My 50th

Tomorrow will be my 50th birthday. It’s kind of a startling statement to me. 50. I keep getting hit with the realization that I’ve been on this planet a pretty long time. Things that seem really recent like the 80s are a really long time ago for some folk. It is a really long time, and I’m not supposed to remember long ago. I’m the youngest in the room. I’m the one that doesn’t get references to The Shadow or Fibber Magee’s closet. Nowadays, I’m often the oldest in the room. I saw Star Trek when it first appeared on television. I remember the lunar landing. I remember so many assassinations; John, Robert, Martin and Malcolm.

When I was 3 I had no right to an education. Disabled women were regularly sterilized in ignorance and for their “own good”. Nobody heard of a curb cut. Later, doctors told me not to count on a long life. My parents, never expected me to go to high school or college. They thought I would stay with them until they died and then perhaps live out the rest of my life in a nursing home. After all, that’s where many people with disabilities ended up, they still do because of the lack of community-based attendant care. Yet I got through high school and even through college. I never managed a full-time job, but I’d like to think that my volunteer work has made the world a little better.

This year has been a rough one for me and for mine. Sickness has left me feeling fragile. I’m closer to the end of my life than the beginning and I’m hating it. I try to concentrate on the good stuff. All the people who love me and take care of me. All and wonderful people who make me a little part of their life as I make them part of mine. I never expected to make 50. I thought I’d made peace with that long ago. I was wrong.

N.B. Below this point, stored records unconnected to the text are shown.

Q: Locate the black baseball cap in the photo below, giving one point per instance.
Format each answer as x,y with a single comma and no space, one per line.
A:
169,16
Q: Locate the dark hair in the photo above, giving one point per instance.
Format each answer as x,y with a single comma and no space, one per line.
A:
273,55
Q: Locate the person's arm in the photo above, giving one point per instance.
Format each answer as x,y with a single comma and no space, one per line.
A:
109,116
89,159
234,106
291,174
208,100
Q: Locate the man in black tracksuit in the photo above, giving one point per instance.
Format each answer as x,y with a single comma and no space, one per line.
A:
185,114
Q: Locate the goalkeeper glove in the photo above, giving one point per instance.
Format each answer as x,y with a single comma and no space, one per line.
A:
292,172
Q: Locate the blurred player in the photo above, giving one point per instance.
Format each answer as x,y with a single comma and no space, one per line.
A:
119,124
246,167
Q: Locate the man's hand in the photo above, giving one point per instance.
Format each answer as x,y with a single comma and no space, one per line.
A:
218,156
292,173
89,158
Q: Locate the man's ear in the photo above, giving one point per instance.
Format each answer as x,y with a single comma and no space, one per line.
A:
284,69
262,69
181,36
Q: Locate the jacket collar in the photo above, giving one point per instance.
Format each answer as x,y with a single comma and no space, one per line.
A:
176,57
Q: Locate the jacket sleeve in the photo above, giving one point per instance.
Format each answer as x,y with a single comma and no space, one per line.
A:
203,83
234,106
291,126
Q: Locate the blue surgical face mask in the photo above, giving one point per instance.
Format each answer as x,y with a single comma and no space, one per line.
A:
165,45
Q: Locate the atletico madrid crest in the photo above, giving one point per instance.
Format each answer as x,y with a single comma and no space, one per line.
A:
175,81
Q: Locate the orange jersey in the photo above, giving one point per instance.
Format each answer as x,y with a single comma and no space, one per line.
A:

I hope I find someway to cope with what’s coming. I’d like to think that I have a little of that stubbornness I’m so proud of left to deal. I’ve said this many times in the last several months. This has been one of the hardest years of my life, but it is also the year that I realized how well loved I am. Carol, we’ve been together for longer than we’ve been with anyone. Thank you for this life we’ve made. Serene, thank you for this life we’ve made. And to the rest of you, my chosen family, my blood family and to all my friends: Thank you for the life we’ve made.